От Асмат письмо я принял, мне писало пламя дня:
«Чистоту воды алмаза в светлом облике храня,
Статным станом красовался ты, пришпоривший коня.
Ах, недаром так обильно слезы льются у меня!
Мой язык тебя прославит, бог его обогатит.
Коль покинешь, то погибну я без жалоб и обид.
Для тебя гишер и розы блеск небесный да взрастит.
Твоему, о солнце, лику мой приличествует вид.
Знай, не тщетно слезы лились, не бесплодные они!
А теперь уйми стенанья, скорбь от сердца отгони!
Увидать тебя стараясь, люди ссорятся в тени.
То, чем лоб твой был окутан, для меня ты сохрани!
Подари мне тот хатайский шарф, что так тебе идет,
Чтоб твоей красы прикрасу я надела в свой черед.
Сей браслет надень ты, если дар мой радость принесет!
Для тебя рассвет подобный пусть вовек не рассветет!”».
Тариэль заплакал, дрогнул, страшным пламенем задет,
Молвил: «Вот он дар любимой, с дорогой руки браслет».
Драгоценность снял, которой и цены на свете нет,
Приложил к лицу и обмер, как мертвец, утратил цвет.
Так лежал подобно трупу иль тому, кто обречен
Дланью мощной, поразившей грудь нагую с двух
сторон. Взяв кувшин, Асмат, чей облик был истерзан, искажен,
Вновь струёй воды смывала с Тариэля страшный сон.

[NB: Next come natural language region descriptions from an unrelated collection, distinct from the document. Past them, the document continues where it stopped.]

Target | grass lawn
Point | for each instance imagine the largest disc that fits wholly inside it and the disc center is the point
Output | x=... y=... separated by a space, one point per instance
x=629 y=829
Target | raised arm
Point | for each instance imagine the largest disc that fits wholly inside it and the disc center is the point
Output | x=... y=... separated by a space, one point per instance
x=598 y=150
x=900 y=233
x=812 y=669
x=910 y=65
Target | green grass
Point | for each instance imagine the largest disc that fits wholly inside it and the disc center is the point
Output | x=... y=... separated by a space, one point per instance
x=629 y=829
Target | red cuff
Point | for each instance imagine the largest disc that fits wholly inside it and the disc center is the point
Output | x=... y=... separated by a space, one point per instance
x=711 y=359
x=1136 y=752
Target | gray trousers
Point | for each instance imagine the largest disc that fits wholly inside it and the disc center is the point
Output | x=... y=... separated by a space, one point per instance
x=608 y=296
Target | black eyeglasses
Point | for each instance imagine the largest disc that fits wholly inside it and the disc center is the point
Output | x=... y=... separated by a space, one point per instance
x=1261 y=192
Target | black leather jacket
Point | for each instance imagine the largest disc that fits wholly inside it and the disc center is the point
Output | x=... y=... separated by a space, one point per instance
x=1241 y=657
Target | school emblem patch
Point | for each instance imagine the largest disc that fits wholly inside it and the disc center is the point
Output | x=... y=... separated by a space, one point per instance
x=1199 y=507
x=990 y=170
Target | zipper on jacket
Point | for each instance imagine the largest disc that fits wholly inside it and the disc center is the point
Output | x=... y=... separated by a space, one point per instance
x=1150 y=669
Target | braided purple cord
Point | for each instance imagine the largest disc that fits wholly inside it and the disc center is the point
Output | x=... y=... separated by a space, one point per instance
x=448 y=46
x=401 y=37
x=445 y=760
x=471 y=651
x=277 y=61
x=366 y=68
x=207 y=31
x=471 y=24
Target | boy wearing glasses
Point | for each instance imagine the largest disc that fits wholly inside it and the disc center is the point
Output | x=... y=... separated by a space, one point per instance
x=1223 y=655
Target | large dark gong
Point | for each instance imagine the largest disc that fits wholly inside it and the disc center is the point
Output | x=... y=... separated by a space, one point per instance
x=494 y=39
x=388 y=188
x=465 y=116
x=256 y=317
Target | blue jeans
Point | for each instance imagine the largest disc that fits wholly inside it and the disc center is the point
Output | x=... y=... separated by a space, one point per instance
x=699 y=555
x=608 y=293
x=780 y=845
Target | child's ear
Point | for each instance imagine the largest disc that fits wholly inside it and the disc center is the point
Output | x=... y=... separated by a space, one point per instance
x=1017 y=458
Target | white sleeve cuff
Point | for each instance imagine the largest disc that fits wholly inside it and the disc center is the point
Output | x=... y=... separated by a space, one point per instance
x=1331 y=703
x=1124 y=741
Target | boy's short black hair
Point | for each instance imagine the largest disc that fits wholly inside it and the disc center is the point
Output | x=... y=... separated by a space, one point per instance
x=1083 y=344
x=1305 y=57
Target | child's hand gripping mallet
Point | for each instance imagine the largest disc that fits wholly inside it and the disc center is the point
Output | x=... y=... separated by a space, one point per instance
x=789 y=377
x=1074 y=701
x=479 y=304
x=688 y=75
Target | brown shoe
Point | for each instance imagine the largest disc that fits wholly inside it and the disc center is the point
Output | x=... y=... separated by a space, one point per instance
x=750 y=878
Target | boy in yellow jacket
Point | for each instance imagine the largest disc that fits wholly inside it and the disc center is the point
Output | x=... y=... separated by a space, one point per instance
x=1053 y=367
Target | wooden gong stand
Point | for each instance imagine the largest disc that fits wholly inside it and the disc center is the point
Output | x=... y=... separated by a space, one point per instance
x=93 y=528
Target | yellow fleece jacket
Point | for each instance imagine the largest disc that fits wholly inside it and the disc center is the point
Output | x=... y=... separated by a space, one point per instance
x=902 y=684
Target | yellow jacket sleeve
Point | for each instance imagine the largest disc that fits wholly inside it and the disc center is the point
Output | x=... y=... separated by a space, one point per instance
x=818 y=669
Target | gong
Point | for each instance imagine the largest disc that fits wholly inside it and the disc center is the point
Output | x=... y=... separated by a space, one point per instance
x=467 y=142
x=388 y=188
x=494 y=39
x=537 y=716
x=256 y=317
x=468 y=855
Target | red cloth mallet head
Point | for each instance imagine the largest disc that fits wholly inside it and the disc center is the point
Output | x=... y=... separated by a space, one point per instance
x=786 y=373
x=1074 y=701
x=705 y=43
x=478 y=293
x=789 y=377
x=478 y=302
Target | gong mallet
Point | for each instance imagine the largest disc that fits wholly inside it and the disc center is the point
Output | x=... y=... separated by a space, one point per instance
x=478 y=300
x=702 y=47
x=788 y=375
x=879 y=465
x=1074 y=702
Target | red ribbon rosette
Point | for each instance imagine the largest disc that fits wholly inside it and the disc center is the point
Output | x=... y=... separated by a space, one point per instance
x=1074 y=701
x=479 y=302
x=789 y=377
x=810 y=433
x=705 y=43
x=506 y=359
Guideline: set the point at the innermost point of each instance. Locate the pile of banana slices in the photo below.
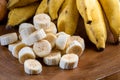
(41, 40)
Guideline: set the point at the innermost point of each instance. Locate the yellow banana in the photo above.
(96, 29)
(19, 15)
(18, 3)
(43, 7)
(112, 11)
(54, 6)
(68, 18)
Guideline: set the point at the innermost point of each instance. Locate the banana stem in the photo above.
(88, 9)
(88, 17)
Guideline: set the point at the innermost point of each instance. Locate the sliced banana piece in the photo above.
(11, 46)
(62, 33)
(52, 28)
(25, 29)
(34, 37)
(77, 38)
(16, 48)
(8, 38)
(69, 61)
(23, 26)
(53, 58)
(42, 48)
(51, 38)
(41, 21)
(75, 47)
(32, 66)
(25, 53)
(61, 41)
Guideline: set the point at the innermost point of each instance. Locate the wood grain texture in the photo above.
(92, 64)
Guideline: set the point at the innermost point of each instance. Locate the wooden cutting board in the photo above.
(92, 64)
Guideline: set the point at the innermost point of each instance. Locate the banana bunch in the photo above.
(41, 39)
(94, 21)
(112, 11)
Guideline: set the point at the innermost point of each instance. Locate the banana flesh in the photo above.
(19, 3)
(112, 11)
(32, 66)
(68, 17)
(53, 58)
(96, 30)
(68, 61)
(54, 6)
(43, 7)
(8, 38)
(26, 53)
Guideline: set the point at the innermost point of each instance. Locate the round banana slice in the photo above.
(51, 38)
(77, 38)
(8, 38)
(11, 46)
(16, 48)
(34, 37)
(75, 47)
(62, 33)
(61, 41)
(26, 26)
(32, 66)
(52, 28)
(25, 53)
(25, 29)
(68, 61)
(42, 48)
(53, 58)
(41, 21)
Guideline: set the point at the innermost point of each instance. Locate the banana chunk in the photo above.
(32, 66)
(68, 61)
(61, 41)
(34, 37)
(23, 26)
(25, 53)
(77, 38)
(42, 48)
(51, 38)
(8, 38)
(25, 29)
(62, 33)
(41, 21)
(53, 58)
(75, 47)
(52, 28)
(11, 46)
(16, 48)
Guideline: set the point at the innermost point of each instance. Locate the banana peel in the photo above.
(96, 30)
(19, 15)
(43, 7)
(54, 6)
(19, 3)
(68, 17)
(112, 12)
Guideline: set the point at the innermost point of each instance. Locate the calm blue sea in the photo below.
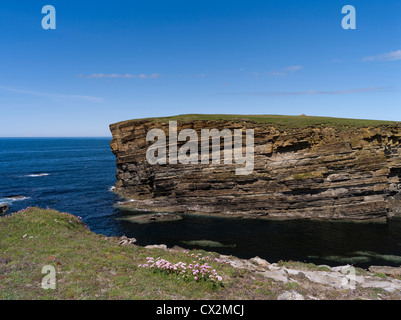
(75, 175)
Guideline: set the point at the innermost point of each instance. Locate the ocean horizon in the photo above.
(77, 175)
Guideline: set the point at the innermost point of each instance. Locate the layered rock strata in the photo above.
(313, 172)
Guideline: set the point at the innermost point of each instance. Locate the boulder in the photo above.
(388, 271)
(4, 208)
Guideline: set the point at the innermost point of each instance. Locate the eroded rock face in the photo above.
(313, 172)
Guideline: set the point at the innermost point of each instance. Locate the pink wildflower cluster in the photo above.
(185, 271)
(207, 258)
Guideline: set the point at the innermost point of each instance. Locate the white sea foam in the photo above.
(37, 175)
(11, 199)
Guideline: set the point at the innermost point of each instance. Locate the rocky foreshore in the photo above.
(347, 173)
(303, 281)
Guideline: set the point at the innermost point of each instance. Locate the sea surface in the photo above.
(76, 175)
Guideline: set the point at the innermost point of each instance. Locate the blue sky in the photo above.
(118, 60)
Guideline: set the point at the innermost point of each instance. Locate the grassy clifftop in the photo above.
(282, 121)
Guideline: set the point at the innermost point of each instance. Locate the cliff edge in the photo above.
(304, 167)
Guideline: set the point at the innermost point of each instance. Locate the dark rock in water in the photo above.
(157, 217)
(4, 208)
(15, 197)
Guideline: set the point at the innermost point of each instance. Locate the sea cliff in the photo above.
(302, 169)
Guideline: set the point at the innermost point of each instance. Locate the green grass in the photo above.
(91, 266)
(283, 121)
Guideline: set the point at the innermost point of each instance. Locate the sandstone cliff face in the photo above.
(313, 172)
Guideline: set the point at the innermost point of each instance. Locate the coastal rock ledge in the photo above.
(317, 172)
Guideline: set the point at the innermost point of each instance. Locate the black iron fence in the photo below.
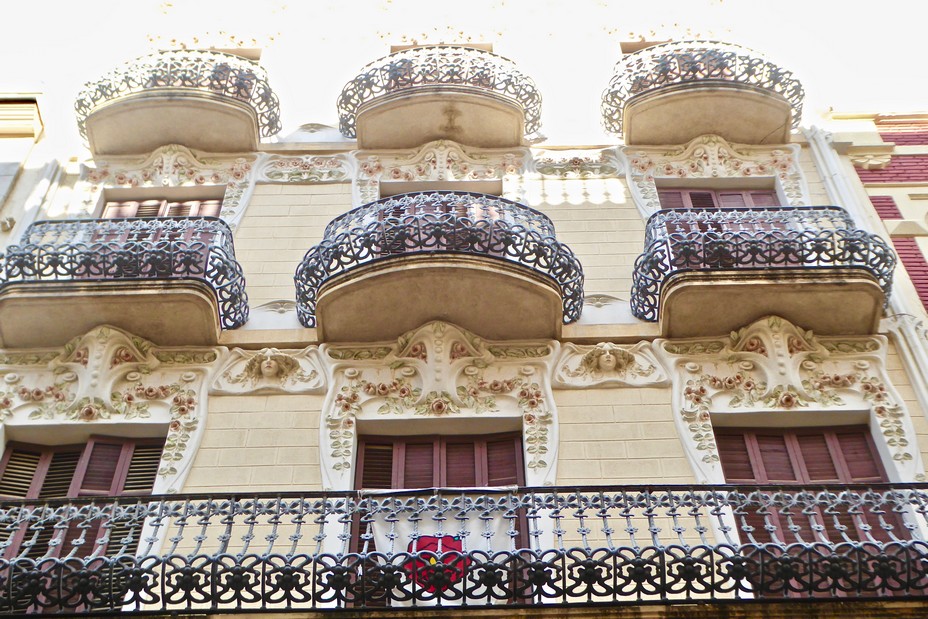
(669, 64)
(213, 73)
(447, 65)
(161, 248)
(681, 240)
(443, 221)
(482, 547)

Вздрогнул юноша, увидев, что повергнут в прах герой.
Дева камень просверлила жгучей слезною струёй,
Льву сознанье возвратила, угасив огонь водой.
Молвил он: «Я жив, хоть кровью вновь упился мир земной».

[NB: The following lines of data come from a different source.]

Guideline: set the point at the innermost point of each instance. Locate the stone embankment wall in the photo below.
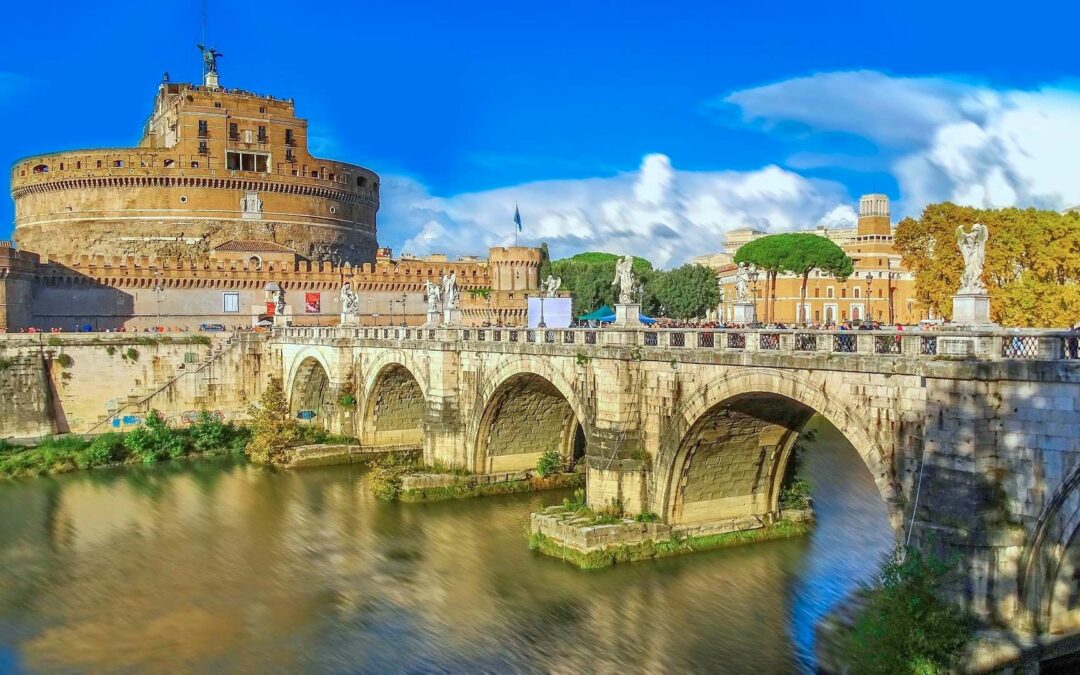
(93, 383)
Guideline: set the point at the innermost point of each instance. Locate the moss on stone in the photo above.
(468, 489)
(677, 545)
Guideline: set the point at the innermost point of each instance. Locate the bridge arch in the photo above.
(394, 404)
(1050, 564)
(525, 408)
(311, 390)
(725, 450)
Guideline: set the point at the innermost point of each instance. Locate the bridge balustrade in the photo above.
(985, 345)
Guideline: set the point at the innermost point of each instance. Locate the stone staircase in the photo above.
(140, 402)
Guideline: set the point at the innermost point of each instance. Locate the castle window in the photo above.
(246, 161)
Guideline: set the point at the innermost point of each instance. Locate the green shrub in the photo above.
(907, 625)
(273, 429)
(550, 462)
(207, 433)
(104, 449)
(386, 476)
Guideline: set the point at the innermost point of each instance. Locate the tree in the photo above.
(273, 429)
(1031, 269)
(588, 277)
(806, 253)
(767, 254)
(687, 292)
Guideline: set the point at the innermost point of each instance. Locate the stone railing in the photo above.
(984, 345)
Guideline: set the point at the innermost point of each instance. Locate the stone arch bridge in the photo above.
(973, 439)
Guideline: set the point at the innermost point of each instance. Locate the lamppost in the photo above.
(869, 280)
(159, 292)
(892, 277)
(753, 279)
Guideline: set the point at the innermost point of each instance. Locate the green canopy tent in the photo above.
(599, 314)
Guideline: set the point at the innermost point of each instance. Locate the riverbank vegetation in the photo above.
(149, 443)
(906, 624)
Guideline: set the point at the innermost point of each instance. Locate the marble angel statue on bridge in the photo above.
(972, 246)
(624, 279)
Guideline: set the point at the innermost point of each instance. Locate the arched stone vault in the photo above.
(755, 416)
(523, 408)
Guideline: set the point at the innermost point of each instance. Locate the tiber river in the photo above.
(224, 567)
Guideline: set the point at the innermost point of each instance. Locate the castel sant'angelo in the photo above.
(219, 201)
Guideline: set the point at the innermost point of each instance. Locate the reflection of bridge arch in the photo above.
(394, 406)
(1050, 565)
(725, 451)
(524, 409)
(311, 390)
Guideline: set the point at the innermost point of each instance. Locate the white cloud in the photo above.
(657, 212)
(952, 140)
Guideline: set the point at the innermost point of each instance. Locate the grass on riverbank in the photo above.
(152, 442)
(676, 545)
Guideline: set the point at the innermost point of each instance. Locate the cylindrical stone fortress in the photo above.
(213, 165)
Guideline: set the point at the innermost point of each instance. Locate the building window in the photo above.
(246, 161)
(230, 301)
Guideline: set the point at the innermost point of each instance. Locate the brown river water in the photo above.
(227, 567)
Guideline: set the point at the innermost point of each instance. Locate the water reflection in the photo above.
(216, 566)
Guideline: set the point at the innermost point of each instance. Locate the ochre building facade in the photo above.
(880, 288)
(213, 165)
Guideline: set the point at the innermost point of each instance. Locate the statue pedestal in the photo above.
(744, 313)
(626, 315)
(971, 310)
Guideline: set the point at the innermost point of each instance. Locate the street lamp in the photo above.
(869, 280)
(159, 292)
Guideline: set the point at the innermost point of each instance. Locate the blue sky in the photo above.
(626, 126)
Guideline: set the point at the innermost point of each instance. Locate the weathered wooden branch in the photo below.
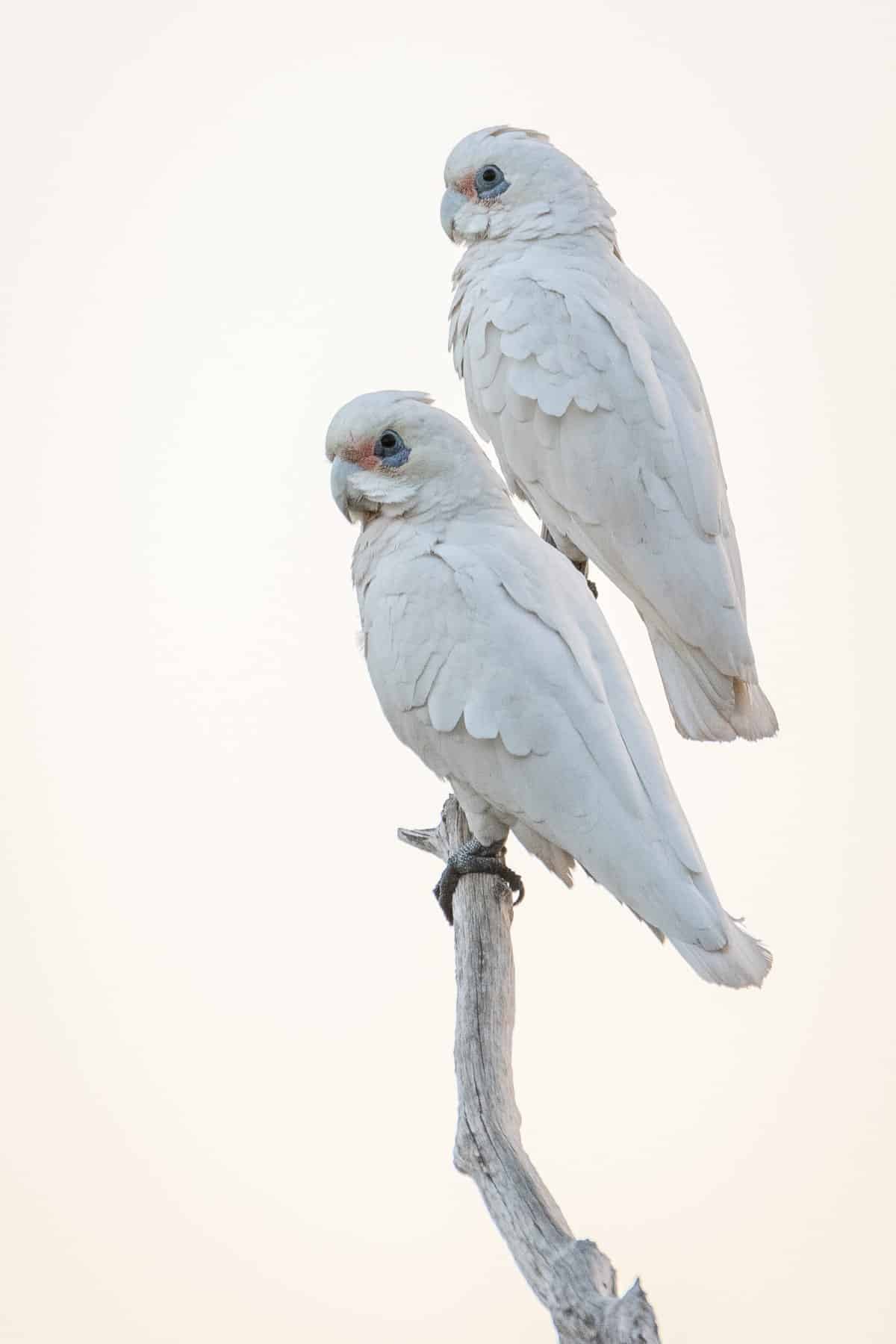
(573, 1278)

И привстал он, побледневший; озираясь, он утих.
Облик розы, прежде алый, белизны теперь достиг.
Говорить не мог он долго и не мог смотреть на них;
Этой жизни ужасался вновь оставшийся в живых.

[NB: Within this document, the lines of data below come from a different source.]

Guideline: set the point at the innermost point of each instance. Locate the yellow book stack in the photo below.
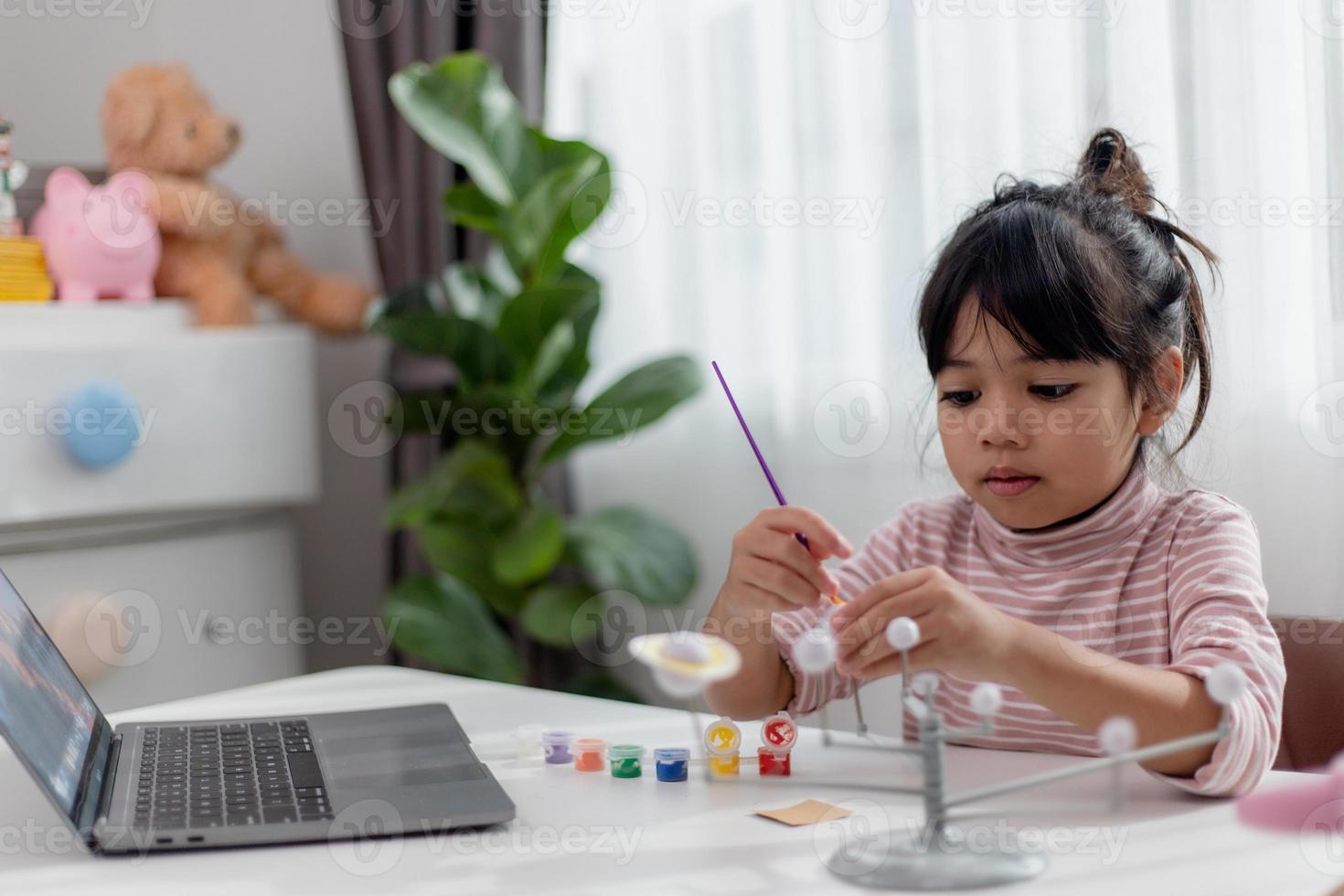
(23, 271)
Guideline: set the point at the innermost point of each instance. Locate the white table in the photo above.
(591, 833)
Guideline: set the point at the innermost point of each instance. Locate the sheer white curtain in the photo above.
(786, 174)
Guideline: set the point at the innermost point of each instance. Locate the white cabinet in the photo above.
(146, 469)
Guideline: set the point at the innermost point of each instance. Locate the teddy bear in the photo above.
(217, 251)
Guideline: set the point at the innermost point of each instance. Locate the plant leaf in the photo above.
(463, 108)
(637, 400)
(572, 189)
(474, 349)
(634, 551)
(445, 623)
(549, 357)
(463, 549)
(528, 320)
(531, 549)
(474, 295)
(468, 206)
(549, 612)
(469, 480)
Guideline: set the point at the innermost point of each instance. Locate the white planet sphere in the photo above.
(815, 650)
(987, 698)
(903, 633)
(1117, 735)
(675, 684)
(1224, 683)
(687, 647)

Он сказал: «Хотя мой разум затемнен судьбою злой,
Доскажу, что испытал я со своею госпожой.
Рад в тебе увидеть друга повстречавшийся с тобой.
Удивляюсь, как не умер я, от мук полуживой!
Я в Асмат сестру увидел, возвратившую мне свет,
И когда письмо прочел я, мне дала она браслет.
Дар тот нá руку надел я и отдарок дал в ответ:
Снял с чела тот шарф, имевший искрометно-черный цвет.